The consensus estimate, essentially an estimate of the distributable CF, is currently 97 cents. We have a ways to go yet and while estimates may ultimately be lowered some more, I still expect a nice improvement over the prior quarter. April and May (to date) have been good months and the company will likely also benefit from the moderation of the local market fuel price negatives. GL
The spot price for RINs at end of Q1 2015 was 72 cents from which I believe the company calculated their Q1 accrued liability on.
Also, WCS is currently running at about an $8.75/barrel discount to WTI, and Bakken crude is about an $11/barrel discount to WTI, the two of which accounted for over 85% of NTI's feedstock in Q1. Q2 is looking very strong so far. GL
Sentiment: Strong Buy
For April, I calculate the NYMEX 3-2-1 benchmark at $24.30. This is well above the Q1 average and points to stronger Q2. Also, at the close today, the NYMEX 3-2-1 was roughly $25.80.
Sentiment: Strong Buy
For April, I calculate the NYMEX 2-1-1 average at 23.89. At the close today, the 2-1-1 is about $25.30.
For reference, the benchmark NYMEX 2-1-1 average for Q1 was $22.80 as reported by CVRR in their Q1 earnings release. So far, so good. GL
April was a fine month for refining margins. I should be able to get the final numbers this next week, but it should be around or over $24/barrel. This time of year, CVRR has much more modest local market negatives than Q1, so Q2 is on track for stronger quarter.
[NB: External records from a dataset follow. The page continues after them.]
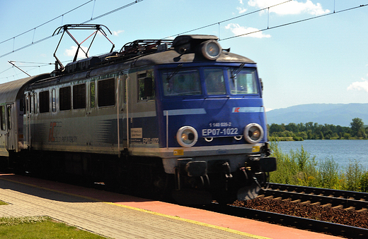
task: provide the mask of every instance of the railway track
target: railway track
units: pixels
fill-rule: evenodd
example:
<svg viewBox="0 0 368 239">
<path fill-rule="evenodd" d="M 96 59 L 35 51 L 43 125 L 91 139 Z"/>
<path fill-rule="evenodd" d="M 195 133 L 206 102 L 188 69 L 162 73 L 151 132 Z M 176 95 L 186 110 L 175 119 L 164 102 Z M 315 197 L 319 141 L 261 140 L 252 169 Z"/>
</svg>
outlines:
<svg viewBox="0 0 368 239">
<path fill-rule="evenodd" d="M 231 205 L 212 204 L 212 205 L 203 206 L 201 208 L 228 215 L 258 220 L 284 226 L 294 227 L 302 230 L 309 230 L 316 233 L 341 236 L 345 238 L 362 239 L 368 238 L 368 229 L 351 226 Z"/>
<path fill-rule="evenodd" d="M 363 223 L 363 221 L 368 219 L 368 193 L 270 183 L 269 188 L 254 200 L 261 206 L 270 204 L 268 207 L 254 207 L 251 209 L 250 207 L 249 207 L 251 201 L 253 200 L 237 202 L 233 205 L 226 206 L 212 204 L 204 207 L 203 209 L 347 238 L 368 238 L 367 223 Z M 292 206 L 297 204 L 298 209 L 294 209 Z M 275 209 L 279 205 L 280 208 Z M 268 212 L 268 207 L 271 207 L 273 212 Z M 336 220 L 326 220 L 323 216 L 315 216 L 318 218 L 317 220 L 304 216 L 295 216 L 300 215 L 299 213 L 290 215 L 290 211 L 294 214 L 301 207 L 308 208 L 309 211 L 306 211 L 306 214 L 311 214 L 311 212 L 314 212 L 313 211 L 322 211 L 322 213 L 330 211 L 333 217 L 345 217 L 345 222 L 347 222 L 347 225 L 341 222 L 343 220 L 338 220 L 338 223 L 332 223 L 331 221 L 335 222 Z M 258 210 L 258 208 L 262 208 L 263 210 Z M 316 214 L 318 213 L 319 212 Z"/>
<path fill-rule="evenodd" d="M 258 197 L 360 212 L 367 212 L 368 209 L 366 192 L 270 183 L 270 188 Z"/>
</svg>

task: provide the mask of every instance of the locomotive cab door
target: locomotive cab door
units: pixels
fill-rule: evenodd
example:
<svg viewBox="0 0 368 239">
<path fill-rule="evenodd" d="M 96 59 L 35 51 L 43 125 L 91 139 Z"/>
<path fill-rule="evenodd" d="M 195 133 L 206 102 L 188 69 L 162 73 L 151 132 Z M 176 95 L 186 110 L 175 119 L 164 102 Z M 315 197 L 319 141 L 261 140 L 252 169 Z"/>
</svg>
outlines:
<svg viewBox="0 0 368 239">
<path fill-rule="evenodd" d="M 25 95 L 25 140 L 28 149 L 30 148 L 30 94 Z"/>
<path fill-rule="evenodd" d="M 8 128 L 6 148 L 8 150 L 17 150 L 16 123 L 13 104 L 6 104 L 6 127 Z"/>
</svg>

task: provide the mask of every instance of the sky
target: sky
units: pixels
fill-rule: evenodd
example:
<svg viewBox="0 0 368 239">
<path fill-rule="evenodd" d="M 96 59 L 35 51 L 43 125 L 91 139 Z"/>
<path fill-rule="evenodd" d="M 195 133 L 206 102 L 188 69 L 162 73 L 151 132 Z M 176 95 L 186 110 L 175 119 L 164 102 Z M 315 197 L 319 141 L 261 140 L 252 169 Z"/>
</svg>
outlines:
<svg viewBox="0 0 368 239">
<path fill-rule="evenodd" d="M 216 35 L 223 49 L 257 63 L 268 110 L 368 103 L 366 4 L 368 0 L 0 0 L 0 84 L 27 77 L 9 61 L 31 75 L 51 72 L 61 35 L 38 42 L 63 25 L 87 22 L 107 27 L 111 34 L 103 29 L 116 51 L 138 39 Z M 81 42 L 93 31 L 71 32 Z M 90 39 L 82 46 L 88 48 Z M 64 65 L 72 61 L 76 46 L 64 37 L 56 51 Z M 98 35 L 89 56 L 111 47 Z"/>
</svg>

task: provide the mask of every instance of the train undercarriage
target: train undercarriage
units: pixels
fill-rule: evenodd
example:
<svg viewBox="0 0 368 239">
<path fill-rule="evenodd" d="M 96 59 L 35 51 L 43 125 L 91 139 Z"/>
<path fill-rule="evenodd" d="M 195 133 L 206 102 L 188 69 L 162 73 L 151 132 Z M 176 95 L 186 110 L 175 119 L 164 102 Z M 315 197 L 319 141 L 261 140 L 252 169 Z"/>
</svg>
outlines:
<svg viewBox="0 0 368 239">
<path fill-rule="evenodd" d="M 266 187 L 269 179 L 268 173 L 258 173 L 260 170 L 255 170 L 259 168 L 259 164 L 255 164 L 259 163 L 248 164 L 231 172 L 229 161 L 217 160 L 212 163 L 212 172 L 205 176 L 188 167 L 177 167 L 175 174 L 170 174 L 165 173 L 160 158 L 132 157 L 124 152 L 119 157 L 80 152 L 24 151 L 10 154 L 0 161 L 2 171 L 7 169 L 16 173 L 149 199 L 173 200 L 183 204 L 209 204 L 214 200 L 231 203 L 239 195 L 244 200 L 252 199 L 261 188 Z"/>
</svg>

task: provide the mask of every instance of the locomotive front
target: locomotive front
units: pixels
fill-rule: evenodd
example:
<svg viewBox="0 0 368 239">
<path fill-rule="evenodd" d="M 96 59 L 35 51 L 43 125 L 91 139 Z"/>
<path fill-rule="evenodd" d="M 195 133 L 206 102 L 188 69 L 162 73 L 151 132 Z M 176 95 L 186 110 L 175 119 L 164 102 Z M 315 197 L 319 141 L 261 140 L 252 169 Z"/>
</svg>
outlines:
<svg viewBox="0 0 368 239">
<path fill-rule="evenodd" d="M 195 189 L 218 200 L 249 200 L 276 170 L 262 82 L 253 61 L 217 39 L 179 36 L 174 62 L 155 70 L 163 164 L 174 175 L 176 197 Z"/>
</svg>

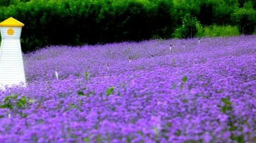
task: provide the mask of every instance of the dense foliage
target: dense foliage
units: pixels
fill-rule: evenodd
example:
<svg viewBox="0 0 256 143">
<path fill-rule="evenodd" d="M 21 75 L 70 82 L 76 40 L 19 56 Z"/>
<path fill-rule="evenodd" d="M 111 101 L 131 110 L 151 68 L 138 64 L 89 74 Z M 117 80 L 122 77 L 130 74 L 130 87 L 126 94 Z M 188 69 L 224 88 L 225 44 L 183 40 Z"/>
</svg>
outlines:
<svg viewBox="0 0 256 143">
<path fill-rule="evenodd" d="M 256 38 L 25 54 L 28 83 L 54 81 L 0 91 L 0 142 L 255 142 Z M 60 79 L 80 79 L 57 80 L 55 71 Z"/>
<path fill-rule="evenodd" d="M 0 0 L 0 21 L 13 17 L 25 24 L 22 47 L 26 52 L 46 45 L 189 37 L 191 31 L 192 37 L 202 37 L 198 27 L 212 25 L 236 25 L 241 33 L 243 27 L 244 34 L 251 34 L 256 2 Z M 189 25 L 185 19 L 193 22 Z"/>
</svg>

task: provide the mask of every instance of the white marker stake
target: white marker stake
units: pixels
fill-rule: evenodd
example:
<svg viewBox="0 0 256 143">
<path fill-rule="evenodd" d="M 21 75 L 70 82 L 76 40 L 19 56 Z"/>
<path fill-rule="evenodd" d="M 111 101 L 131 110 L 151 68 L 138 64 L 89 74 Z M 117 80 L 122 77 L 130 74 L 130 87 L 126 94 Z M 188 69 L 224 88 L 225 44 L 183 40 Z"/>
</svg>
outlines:
<svg viewBox="0 0 256 143">
<path fill-rule="evenodd" d="M 59 75 L 58 75 L 58 73 L 56 71 L 55 71 L 55 76 L 56 76 L 57 79 L 59 79 Z"/>
</svg>

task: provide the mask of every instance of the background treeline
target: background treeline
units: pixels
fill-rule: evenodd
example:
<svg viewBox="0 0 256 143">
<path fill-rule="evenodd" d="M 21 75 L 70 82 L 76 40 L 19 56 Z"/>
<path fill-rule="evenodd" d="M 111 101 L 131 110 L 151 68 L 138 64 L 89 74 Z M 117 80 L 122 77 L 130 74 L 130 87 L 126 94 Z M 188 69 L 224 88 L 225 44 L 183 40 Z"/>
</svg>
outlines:
<svg viewBox="0 0 256 143">
<path fill-rule="evenodd" d="M 0 0 L 0 21 L 10 17 L 25 24 L 26 52 L 50 44 L 251 34 L 256 0 Z"/>
</svg>

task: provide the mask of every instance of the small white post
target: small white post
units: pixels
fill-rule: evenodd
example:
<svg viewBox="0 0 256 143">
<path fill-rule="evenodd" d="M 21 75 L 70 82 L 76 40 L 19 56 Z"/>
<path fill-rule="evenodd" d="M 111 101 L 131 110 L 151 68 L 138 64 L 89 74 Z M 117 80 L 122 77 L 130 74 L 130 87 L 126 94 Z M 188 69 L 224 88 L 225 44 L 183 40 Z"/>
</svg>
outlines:
<svg viewBox="0 0 256 143">
<path fill-rule="evenodd" d="M 58 75 L 58 73 L 56 71 L 55 71 L 55 76 L 56 76 L 57 79 L 59 79 L 59 75 Z"/>
</svg>

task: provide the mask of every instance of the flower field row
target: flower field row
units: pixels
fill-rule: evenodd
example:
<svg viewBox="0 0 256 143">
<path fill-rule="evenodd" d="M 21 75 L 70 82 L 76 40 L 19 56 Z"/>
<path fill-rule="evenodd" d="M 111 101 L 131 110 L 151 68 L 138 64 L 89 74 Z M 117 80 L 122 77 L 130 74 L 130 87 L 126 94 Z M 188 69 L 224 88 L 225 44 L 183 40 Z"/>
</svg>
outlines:
<svg viewBox="0 0 256 143">
<path fill-rule="evenodd" d="M 26 54 L 32 84 L 0 93 L 0 142 L 255 142 L 256 39 L 52 46 Z"/>
</svg>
IMO, over the next couple of months, you will see this sector heat up. Several refiners have reported good results and the Q2 outlook is even stronger. This has created terrific yields on the current underappreciated share prices and thus, opportunity. GL
Sentiment: Strong Buy
I see Yahoo finally fixed their posting issue over the weekend. I haven't been able to post for a couple of weeks, and I would bet many others had the same problem.
It tends to trade a little weak ex-divi and we saw an end of day Friday dump that is not too uncommon going into the weekend. Prior to ex-date, their was concern over the climbing international bond yields. Since bond rates remain incredibly low, I don't see this as a concern to high yielding stocks myself, but rather, as more of the same from those hoping for a market correction, so they can play the volatility. Anyway, I think we are at least near the bottom, if not there, and expect a better week ahead.
On the new 76 cent annualized distribution, the rate on the closing price is now over 14%. So far, Q2 looks to exceed Q1 and this is supported by the analyst expectations. Thankfully, we got the announcement in the nick of time as this was one a very few stocks with a green arrow today. In time, we will likely see the share price move closer to the 12.5% yield, which is over $24 while we wait for the Q2 results, and at the same time, shouldn't have much downside exposure even if the market does correct due to the current yield. GL longs.
Sentiment: Strong Buy
M, it sure would be nice if it was that simple. I have not run the numbers on ALDW for this quarter, but that seems pretty optimistic. They hit home runs when there is a wide discount between WTI-Midland to WTI, one on their primary feedstock sources. I believe the WTI-Midland discount for much of Q1 was less than $1, and I have seen this discount in past quarter in the $8-$10 range. So they may beat the 72 cent Yahoo analysts consensus estimate, but I wouldn't expect a blowout. Hope this helps and good luck to you.